Letter To You
Bruce Springsteen released his 20th album, “Letter To You,” composed of tracks both old and new. Nine of the songs were written this year, while three were written back in the 1970s. Despite the tracks being written at different points in time, the lack of distinction in sound among the tracks demonstrates how Springsteen’s music has remained static over the years.
The most prominent part of “Letter to You” is the themes Springsteen explores. Having started his music career in the 1960s, he has experienced much in life, and each of his songs reflects upon his experiences. But instead of looking back and remarking on the lessons he’s learned or his glory days, he only seems obsessed with the concept of time. The song “Last Man Standing” focuses on Springsteen’s fixation with life’s ticking clock.
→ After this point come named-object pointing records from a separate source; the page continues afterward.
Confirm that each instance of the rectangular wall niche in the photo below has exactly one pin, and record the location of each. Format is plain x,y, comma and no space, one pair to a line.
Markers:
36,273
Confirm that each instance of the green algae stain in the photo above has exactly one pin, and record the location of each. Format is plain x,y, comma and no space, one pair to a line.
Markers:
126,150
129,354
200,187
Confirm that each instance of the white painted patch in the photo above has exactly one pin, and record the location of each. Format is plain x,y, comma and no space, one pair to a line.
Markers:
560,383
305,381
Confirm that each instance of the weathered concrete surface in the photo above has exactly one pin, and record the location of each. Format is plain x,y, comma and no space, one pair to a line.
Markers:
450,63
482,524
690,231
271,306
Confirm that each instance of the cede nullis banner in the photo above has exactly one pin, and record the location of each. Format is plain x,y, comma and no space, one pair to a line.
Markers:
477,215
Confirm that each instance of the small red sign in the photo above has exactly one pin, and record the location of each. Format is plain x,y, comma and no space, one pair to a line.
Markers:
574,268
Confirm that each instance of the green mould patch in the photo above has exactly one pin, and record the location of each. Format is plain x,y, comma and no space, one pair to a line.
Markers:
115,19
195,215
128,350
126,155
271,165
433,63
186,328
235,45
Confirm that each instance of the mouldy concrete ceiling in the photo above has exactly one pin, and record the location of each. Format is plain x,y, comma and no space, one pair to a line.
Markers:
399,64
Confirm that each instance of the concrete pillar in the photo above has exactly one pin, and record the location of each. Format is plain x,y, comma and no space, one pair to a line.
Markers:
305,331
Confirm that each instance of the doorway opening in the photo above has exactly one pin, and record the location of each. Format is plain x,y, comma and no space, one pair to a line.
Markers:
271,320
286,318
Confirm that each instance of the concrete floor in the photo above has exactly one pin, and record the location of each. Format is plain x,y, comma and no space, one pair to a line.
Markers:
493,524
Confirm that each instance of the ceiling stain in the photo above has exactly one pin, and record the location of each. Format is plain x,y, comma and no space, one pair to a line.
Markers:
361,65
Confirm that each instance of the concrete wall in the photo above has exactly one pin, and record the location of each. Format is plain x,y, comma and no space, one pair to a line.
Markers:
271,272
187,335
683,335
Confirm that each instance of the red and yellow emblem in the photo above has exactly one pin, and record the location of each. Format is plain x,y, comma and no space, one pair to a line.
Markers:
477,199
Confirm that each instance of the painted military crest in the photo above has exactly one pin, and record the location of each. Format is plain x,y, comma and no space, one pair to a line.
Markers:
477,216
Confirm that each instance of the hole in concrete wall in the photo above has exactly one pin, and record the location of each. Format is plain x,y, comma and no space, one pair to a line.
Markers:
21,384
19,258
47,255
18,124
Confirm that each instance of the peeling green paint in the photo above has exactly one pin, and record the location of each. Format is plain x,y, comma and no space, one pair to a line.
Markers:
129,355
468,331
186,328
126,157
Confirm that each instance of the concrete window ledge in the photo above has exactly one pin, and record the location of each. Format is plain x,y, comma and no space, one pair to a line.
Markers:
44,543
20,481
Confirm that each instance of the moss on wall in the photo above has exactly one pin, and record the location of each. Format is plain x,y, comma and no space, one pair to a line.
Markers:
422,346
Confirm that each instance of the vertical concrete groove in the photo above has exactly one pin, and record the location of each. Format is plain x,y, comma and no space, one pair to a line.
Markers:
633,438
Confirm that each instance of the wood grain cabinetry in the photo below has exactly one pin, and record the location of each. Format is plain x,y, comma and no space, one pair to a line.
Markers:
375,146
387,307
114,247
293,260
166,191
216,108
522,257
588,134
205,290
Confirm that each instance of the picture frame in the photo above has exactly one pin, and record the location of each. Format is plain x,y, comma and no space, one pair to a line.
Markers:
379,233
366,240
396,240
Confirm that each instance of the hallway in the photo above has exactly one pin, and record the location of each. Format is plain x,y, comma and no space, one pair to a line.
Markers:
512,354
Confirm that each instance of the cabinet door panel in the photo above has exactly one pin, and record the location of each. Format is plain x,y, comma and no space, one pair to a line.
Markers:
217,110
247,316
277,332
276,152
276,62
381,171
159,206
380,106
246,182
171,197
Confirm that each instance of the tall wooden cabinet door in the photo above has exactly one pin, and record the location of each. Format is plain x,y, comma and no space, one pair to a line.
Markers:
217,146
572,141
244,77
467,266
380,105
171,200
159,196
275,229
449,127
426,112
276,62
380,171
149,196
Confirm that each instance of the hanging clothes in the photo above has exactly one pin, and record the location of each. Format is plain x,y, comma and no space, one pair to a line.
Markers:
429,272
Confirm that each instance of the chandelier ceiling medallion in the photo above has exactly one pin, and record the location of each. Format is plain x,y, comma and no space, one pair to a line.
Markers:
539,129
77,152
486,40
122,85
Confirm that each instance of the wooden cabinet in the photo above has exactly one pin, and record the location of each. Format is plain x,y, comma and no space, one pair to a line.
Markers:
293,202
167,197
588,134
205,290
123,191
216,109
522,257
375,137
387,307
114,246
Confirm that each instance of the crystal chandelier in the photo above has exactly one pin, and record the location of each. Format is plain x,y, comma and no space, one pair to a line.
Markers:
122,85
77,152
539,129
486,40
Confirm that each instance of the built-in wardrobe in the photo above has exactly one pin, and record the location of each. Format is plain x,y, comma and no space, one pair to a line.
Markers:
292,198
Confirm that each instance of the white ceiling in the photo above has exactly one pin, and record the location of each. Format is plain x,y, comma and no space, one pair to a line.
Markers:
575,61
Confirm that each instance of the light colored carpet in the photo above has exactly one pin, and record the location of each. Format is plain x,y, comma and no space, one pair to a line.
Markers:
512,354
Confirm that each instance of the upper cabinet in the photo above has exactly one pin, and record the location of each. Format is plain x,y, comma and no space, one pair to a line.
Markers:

As Springsteen remarks, “You count the names of the missing as you count off time.” Though these lyrics are poetic, he says nothing impactful about the people he’s singing about, and the song comes across as an old man rambling.
Moreover, Springsteen does not create engaging instrumentals for any of the tracks. Springsteen’s earlier albums helped craft the rock‘n’roll sound associated with the classic hit albums “Born To Run,” “The River” and “Born In The U.S.A.” Instead of supporting his vocals with a keyboard, heavy electric guitar or saxophone, Springsteen relies too much on an unenthusiastic guitar and classical piano. As a result, “Letter To You,” while clearly Springsteen, feels empty and flat compared to his earlier works.
The tempo of a song affects a person’s emotions in different ways. The tempos on this album are leisurely and have lower energy, which greatly impacts the listener. The slow, similar tempos prevent any of the tracks from standing out and make the middle songs seem to run into one another.
The one exception to the album’s sluggish music is “One Minute You’re Here.” The track draws heavily on country influences, with a subdued piano, light acoustics and soft, warm percussion. Springsteen switches out his husky, gruff voice for a sweet country yodel.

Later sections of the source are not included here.